Pan-Seared Salmon with Quinoa and Roasted Vegetable Salad
Crisp-skinned salmon fillets paired with fluffy quinoa and a vibrant salad of oven-roasted seasonal vegetables tossed in a lemon vinaigrette. This mediterranean-inspired seafood (gluten-free) ready in about 45 minutes pairs 6 oz each salmon fillets, rinsed quinoa, water for a weeknight-friendly dinner that comes together with one pan and minimal cleanup. Each serving lands at about 450 calories and feeds 4, so it slots cleanly into a weekly meal plan and pairs well with a quick salad or grain on the side. Tap "Plan a meal with the AI" below to drop this recipe into your week and send the ingredients straight to Instacart. Nutrition values are approximate, calculated from USDA FoodData Central (fdc.nal.usda.gov) — verify against ingredient labels for any health-driven dietary plan.
Ingredients
- 4 pieces, 6 oz each salmon fillets
- 1 cup, rinsed quinoa
- 2 cups water
- 1 cup, diced zucchini
- 1 cup, diced red bell pepper
- 1 cup, diced red onion
- 4 tbsp, divided olive oil
- 3 tbsp lemon juice
- 1/2 tsp garlic powder
- 1 1/2 tsp, divided salt
- 1 tsp, divided black pepper
- 1/4 cup chopped fresh parsley
Instructions
- Step 1: Preheat oven to 425°F. Toss 1 cup diced zucchini, 1 cup diced red bell pepper, and 1 cup diced red onion with 2 tbsp olive oil, 1 tsp salt, and 1/2 tsp black pepper. Spread on a baking sheet and roast for 20-25 minutes until tender and caramelized.
- Step 2: While vegetables roast, bring 2 cups water to a boil in a medium saucepan. Add 1 cup rinsed quinoa, reduce heat to low, cover, and simmer for 15 minutes until water is absorbed. Fluff with a fork and set aside.

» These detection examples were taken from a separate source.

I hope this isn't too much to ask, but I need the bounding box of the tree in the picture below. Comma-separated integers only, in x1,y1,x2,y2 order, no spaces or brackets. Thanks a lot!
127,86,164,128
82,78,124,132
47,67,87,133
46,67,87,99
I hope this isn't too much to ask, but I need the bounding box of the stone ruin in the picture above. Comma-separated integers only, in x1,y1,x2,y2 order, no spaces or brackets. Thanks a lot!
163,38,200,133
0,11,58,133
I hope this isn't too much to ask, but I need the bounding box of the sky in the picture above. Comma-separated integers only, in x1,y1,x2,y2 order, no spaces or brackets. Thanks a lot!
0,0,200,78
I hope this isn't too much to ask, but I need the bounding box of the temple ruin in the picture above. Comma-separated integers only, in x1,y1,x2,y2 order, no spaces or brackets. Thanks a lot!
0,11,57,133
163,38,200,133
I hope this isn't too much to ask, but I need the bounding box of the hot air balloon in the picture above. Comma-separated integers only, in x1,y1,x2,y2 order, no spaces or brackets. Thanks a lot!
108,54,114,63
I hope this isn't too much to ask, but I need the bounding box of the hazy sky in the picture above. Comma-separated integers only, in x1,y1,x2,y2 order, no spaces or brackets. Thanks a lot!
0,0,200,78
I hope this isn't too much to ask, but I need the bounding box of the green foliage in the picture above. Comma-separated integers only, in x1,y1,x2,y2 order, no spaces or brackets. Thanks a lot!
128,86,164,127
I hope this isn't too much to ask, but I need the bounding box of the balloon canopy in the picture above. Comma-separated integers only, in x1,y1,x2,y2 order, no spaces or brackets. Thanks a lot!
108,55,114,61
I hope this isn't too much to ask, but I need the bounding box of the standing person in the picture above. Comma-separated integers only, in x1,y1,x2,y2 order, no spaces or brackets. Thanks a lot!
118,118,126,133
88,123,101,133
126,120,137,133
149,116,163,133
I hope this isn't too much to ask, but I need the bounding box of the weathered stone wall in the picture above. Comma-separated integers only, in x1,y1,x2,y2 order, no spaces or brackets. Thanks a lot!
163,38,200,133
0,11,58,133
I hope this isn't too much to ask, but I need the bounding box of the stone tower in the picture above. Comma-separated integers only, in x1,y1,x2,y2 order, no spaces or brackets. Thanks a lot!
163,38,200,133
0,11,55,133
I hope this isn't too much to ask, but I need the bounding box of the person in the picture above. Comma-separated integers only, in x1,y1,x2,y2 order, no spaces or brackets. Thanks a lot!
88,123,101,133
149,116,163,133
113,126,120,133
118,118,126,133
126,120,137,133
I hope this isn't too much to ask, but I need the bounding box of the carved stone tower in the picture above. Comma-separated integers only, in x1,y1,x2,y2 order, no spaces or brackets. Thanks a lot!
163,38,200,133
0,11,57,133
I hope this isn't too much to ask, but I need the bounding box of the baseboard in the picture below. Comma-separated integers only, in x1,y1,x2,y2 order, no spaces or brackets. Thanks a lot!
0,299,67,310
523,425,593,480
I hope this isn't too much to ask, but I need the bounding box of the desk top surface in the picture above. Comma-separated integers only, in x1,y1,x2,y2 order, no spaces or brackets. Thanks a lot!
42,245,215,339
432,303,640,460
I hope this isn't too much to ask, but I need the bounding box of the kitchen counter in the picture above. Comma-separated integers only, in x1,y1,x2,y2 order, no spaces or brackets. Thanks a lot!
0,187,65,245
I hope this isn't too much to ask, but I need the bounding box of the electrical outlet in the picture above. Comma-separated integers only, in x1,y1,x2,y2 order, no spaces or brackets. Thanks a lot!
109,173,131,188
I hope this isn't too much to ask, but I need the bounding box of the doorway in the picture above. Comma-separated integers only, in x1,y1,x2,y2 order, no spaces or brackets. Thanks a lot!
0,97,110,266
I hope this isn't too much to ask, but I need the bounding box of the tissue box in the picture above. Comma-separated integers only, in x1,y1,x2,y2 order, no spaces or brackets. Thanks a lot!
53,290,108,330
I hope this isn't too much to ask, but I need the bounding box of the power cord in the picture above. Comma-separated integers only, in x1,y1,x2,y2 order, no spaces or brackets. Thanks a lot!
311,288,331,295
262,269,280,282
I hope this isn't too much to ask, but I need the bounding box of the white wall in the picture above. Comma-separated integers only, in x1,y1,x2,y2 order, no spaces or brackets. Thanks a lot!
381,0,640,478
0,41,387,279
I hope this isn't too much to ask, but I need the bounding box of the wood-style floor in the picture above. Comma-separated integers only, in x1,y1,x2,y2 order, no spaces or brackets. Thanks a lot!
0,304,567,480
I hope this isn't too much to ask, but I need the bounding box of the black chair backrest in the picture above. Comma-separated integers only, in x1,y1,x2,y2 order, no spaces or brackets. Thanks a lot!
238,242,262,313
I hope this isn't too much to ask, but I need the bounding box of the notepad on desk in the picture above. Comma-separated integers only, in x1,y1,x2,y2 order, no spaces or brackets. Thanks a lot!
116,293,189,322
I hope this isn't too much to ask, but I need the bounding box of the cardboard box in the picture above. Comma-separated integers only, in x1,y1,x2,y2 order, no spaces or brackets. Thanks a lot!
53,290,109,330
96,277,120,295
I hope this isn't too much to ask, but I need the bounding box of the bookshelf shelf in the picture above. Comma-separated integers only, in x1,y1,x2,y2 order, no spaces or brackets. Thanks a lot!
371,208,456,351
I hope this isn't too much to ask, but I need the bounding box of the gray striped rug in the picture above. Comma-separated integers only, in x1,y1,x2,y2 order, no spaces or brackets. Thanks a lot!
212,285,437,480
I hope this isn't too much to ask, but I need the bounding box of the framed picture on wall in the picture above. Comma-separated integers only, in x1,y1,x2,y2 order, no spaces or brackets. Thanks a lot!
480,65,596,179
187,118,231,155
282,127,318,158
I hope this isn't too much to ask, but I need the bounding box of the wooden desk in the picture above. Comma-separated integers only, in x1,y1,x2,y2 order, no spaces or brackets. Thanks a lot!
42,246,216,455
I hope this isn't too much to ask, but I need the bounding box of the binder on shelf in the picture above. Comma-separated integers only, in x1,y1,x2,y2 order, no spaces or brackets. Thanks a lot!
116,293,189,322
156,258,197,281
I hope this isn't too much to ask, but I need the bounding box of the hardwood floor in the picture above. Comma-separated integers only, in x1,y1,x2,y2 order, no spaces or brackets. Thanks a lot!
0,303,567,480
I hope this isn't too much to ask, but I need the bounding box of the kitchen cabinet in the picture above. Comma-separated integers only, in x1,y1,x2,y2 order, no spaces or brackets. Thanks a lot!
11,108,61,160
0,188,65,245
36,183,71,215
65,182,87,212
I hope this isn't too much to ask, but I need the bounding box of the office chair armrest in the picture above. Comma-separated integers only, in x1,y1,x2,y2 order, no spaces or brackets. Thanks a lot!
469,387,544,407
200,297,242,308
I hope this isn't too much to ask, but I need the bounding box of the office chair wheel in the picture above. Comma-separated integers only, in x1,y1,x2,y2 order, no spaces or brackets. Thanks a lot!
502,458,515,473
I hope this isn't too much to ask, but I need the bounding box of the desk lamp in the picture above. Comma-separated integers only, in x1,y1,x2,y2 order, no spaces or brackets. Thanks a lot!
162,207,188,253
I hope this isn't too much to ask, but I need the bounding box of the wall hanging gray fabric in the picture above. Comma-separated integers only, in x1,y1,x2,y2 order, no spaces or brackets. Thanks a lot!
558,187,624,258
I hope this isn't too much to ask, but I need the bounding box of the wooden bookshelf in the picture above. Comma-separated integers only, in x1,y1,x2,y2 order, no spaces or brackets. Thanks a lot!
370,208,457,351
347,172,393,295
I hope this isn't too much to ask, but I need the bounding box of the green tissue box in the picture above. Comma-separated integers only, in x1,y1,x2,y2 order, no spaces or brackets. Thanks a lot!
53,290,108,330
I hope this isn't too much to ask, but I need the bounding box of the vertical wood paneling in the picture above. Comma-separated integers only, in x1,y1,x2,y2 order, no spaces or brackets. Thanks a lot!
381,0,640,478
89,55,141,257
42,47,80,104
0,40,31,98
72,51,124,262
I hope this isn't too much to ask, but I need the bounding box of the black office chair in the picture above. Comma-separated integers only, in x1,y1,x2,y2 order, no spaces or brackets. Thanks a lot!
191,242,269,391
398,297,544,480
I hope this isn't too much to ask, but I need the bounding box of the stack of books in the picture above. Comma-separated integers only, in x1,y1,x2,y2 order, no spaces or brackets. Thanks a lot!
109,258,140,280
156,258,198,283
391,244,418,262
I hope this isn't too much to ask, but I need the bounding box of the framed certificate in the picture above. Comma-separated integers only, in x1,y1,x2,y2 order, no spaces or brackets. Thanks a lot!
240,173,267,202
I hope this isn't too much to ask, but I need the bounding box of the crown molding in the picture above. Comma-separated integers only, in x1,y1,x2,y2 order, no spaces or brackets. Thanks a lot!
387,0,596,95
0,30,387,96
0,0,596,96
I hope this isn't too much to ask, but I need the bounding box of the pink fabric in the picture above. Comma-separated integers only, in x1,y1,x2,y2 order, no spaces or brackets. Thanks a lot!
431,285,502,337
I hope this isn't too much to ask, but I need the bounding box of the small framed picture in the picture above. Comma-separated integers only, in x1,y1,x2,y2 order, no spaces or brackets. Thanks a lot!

- Step 3: Pat dry 4 salmon fillets and season both sides with 1/2 tsp salt, 1/2 tsp black pepper, and 1/2 tsp garlic powder. Heat 2 tbsp olive oil in a large nonstick skillet over medium-high heat. Place salmon skin-side down and cook for 5-6 minutes until skin is crisp.
- Step 4: Flip salmon and cook for 3-4 minutes more until cooked through. Remove from heat.
- Step 5: In a large bowl, combine roasted vegetables, quinoa, 3 tbsp lemon juice, 2 tbsp olive oil, and 1/4 cup chopped fresh parsley. Toss gently to coat.
- Step 6: Serve each salmon fillet atop a bed of quinoa and roasted vegetable salad.
Equipment for this recipe
Top-rated tools to make this recipe successfully.
Frequently asked questions
How long does Pan-Seared Salmon with Quinoa and Roasted Vegetable Salad take to make?
Total time is about 45 minutes (15 min prep + 30 min cook). Most home cooks find this fits comfortably into a weeknight; double the batch on Sunday for two dinners.
How do I store leftover Pan-Seared Salmon with Quinoa and Roasted Vegetable Salad?
Cool to room temperature within 2 hours, then store in an airtight container in the fridge for up to 4 days. Reheat covered in a 350°F oven for 10-12 minutes, or microwave at 70% power in 60-second bursts to keep 6 oz each salmon fillets from drying out.
Can I substitute ingredients in Pan-Seared Salmon with Quinoa and Roasted Vegetable Salad?
Yes — most ingredients in this recipe have flexible swaps. For oil, use any neutral high-smoke-point oil (avocado, grapeseed, refined coconut). For aromatics, dried herbs at ⅓ the volume of fresh work in a pinch. The full ingredient list is shoppable on Instacart so you can see substitutes in real time.
How do I scale Pan-Seared Salmon with Quinoa and Roasted Vegetable Salad for a different number of people?
The recipe is written for 4 servings. Multiply each ingredient by (your serving target / 4). Cook time stays roughly the same up to 2x; for 3-4x batches, switch from a skillet to a sheet pan or stockpot so the food isn't crowded — overcrowding steams instead of browns.
Is Pan-Seared Salmon with Quinoa and Roasted Vegetable Salad gluten-free?
Yes — this recipe is tagged gluten-free based on its ingredient list. Always cross-check labels for packaged ingredients (sauces, broths, condiments) since formulations vary by brand.